Boris Johnson, a prominent Brexiteer, announced last week the start of his campaign to be Theresa May's replacement as the Conservative Party leader. Johnson won the first and second rounds of the vote among Conservative lawmakers, with his successor, Jeremy Hunt, coming in second.
Former Brexit Secretary Dominic Raab was eliminated from the UK ruling Conservative party leadership contest in the second round of voting. Michael Gove, Rory Stewart, and Sajid Javid continue their political fight for Conservative Party leadership.
In a televised debate on Tuesday, Gove argued that a no-deal Brexit would create economic turbulence, according to Reuters. Javid echoed Gove's statement, stressing that the UK is not prepared for a no-deal divorce with the EU.
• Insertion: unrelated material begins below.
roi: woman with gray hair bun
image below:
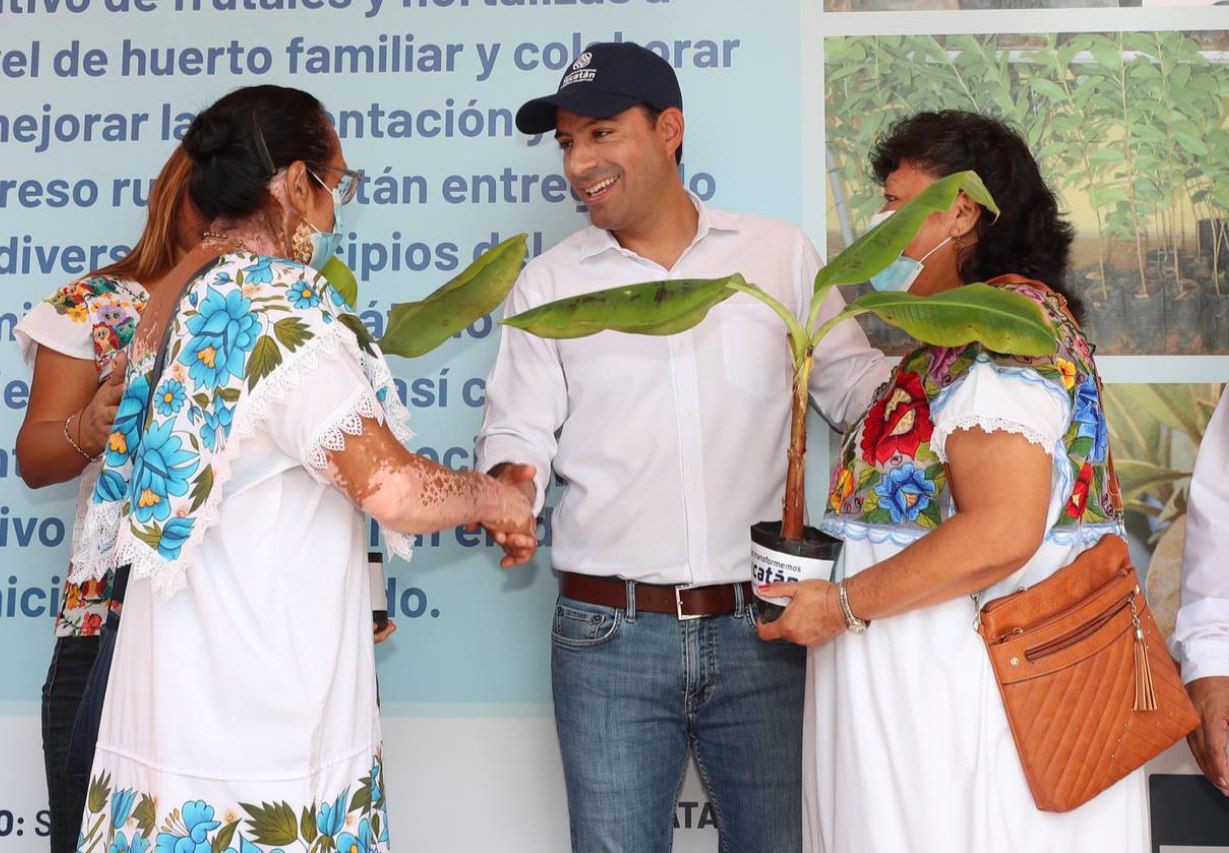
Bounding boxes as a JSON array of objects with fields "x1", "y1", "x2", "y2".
[{"x1": 64, "y1": 86, "x2": 533, "y2": 853}]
Stewart also opposed a no-deal scenario, adding that there would never be a no-deal Brexit.
In turn, Hunt claimed that the Irish backstop would never get through the UK parliament.
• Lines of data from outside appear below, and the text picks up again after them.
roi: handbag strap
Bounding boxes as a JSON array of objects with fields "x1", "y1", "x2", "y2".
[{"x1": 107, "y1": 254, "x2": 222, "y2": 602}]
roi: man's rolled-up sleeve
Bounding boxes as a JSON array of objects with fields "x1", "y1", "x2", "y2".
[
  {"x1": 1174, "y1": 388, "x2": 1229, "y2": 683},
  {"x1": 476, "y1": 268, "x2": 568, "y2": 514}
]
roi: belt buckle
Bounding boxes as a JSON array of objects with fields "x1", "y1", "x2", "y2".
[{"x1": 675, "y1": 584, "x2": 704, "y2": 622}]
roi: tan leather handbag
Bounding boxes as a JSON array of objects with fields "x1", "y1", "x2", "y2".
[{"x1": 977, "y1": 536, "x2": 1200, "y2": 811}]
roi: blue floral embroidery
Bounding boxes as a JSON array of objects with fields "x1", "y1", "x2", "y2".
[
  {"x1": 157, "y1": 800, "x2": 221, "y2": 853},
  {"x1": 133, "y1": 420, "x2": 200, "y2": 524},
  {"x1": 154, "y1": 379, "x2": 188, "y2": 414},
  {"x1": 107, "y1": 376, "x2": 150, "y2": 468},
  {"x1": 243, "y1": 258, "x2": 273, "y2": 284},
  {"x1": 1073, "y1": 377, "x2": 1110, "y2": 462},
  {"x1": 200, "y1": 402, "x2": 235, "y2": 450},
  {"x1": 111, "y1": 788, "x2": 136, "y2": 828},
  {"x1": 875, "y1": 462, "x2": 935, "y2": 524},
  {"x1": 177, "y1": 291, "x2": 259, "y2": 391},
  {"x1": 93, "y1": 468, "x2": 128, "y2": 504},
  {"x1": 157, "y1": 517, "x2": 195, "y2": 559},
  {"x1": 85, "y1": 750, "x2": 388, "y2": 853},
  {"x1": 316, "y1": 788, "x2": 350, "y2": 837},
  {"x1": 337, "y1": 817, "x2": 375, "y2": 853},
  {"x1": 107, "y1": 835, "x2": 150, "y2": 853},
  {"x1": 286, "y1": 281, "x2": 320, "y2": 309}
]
Johnson stressed, however, that the issue of the Irish border could be solved during the implementation period with the EU.
"You can solve the questions of how do you keep goods flowing freely across that border whilst the UK comes out of the EU as a whole. You can solve that issue during the implementation period whilst we negotiate the free-trade deal [...] That is the way forward", Johnson said Tuesday in a televised debate, cited by Reuters.
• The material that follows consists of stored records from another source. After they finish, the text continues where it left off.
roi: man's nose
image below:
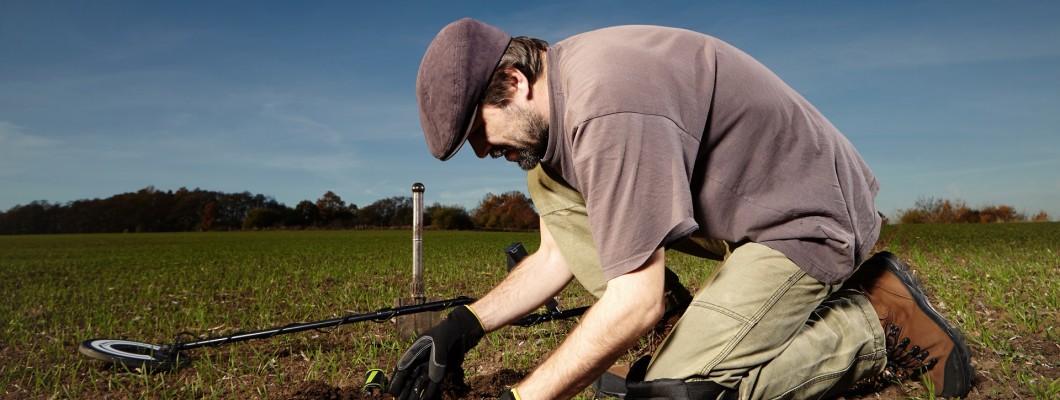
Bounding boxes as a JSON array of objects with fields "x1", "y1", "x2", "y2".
[{"x1": 467, "y1": 131, "x2": 491, "y2": 158}]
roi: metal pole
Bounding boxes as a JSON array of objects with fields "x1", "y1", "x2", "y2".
[{"x1": 412, "y1": 182, "x2": 426, "y2": 303}]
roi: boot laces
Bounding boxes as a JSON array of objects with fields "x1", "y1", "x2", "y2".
[{"x1": 886, "y1": 324, "x2": 938, "y2": 376}]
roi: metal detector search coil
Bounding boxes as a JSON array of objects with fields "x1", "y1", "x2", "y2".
[{"x1": 78, "y1": 338, "x2": 191, "y2": 371}]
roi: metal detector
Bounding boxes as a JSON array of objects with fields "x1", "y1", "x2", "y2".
[{"x1": 78, "y1": 241, "x2": 588, "y2": 371}]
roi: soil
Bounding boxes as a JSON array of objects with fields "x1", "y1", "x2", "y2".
[{"x1": 279, "y1": 369, "x2": 526, "y2": 400}]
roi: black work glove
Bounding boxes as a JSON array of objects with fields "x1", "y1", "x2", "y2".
[{"x1": 389, "y1": 306, "x2": 485, "y2": 400}]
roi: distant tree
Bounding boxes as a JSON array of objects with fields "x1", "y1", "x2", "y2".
[
  {"x1": 295, "y1": 201, "x2": 320, "y2": 227},
  {"x1": 472, "y1": 191, "x2": 538, "y2": 230},
  {"x1": 317, "y1": 190, "x2": 351, "y2": 226},
  {"x1": 357, "y1": 196, "x2": 412, "y2": 227},
  {"x1": 423, "y1": 203, "x2": 475, "y2": 230},
  {"x1": 1030, "y1": 210, "x2": 1049, "y2": 222},
  {"x1": 199, "y1": 202, "x2": 217, "y2": 232},
  {"x1": 898, "y1": 197, "x2": 1027, "y2": 224}
]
Theresa May stepped down earlier in June, remaining in a caretaker position as prime minister until a leadership contest is held to elect her successor. She has been criticized for failing to deliver on the promise to take the country out of the EU, which millions voted for in 2016. The deadline for London's exit from the economic bloc is 31 October.
The UK political landscape is gradually transforming as lawmakers have not yet reached an agreement on the nation's exit from the union. In 2016, the nation held a landmark referendum that was meant to decide its future - to stay in the 28-nation European Union or not. The majority voted for the exit.
Three years on, Prime Minister May, who assumed her post after the Brexit vote, has failed to achieve a consensus in parliament and within her own party over the country's withdrawal from the EU.
In the meantime, May's potential successor, Boris Johnson, who served as London mayor and foreign secretary, has repeatedly insisted that the UK will be out of the bloc on 31 October, the new Brexit deadline, regardless of whether lawmakers in London approve a withdrawal agreement or not.
The Irish border issue has been a stumbling block in the EU-UK Brexit talks. In November 2018, Brussels and London agreed on the Brexit deal, including the so-called backstop that would be put into practice if the sides failed to agree on all the terms of their relationship by the end of the Brexit transition period. The backstop would keep Northern Ireland in the EU Customs Union if London and Brussels failed to reach the deal.
According to media reports, Tory lawmakers will vote again on Wednesday and, if needed, Thursday. The final two contenders will go to a by-mail ballot of all 160,000 Conservative Party members nationwide.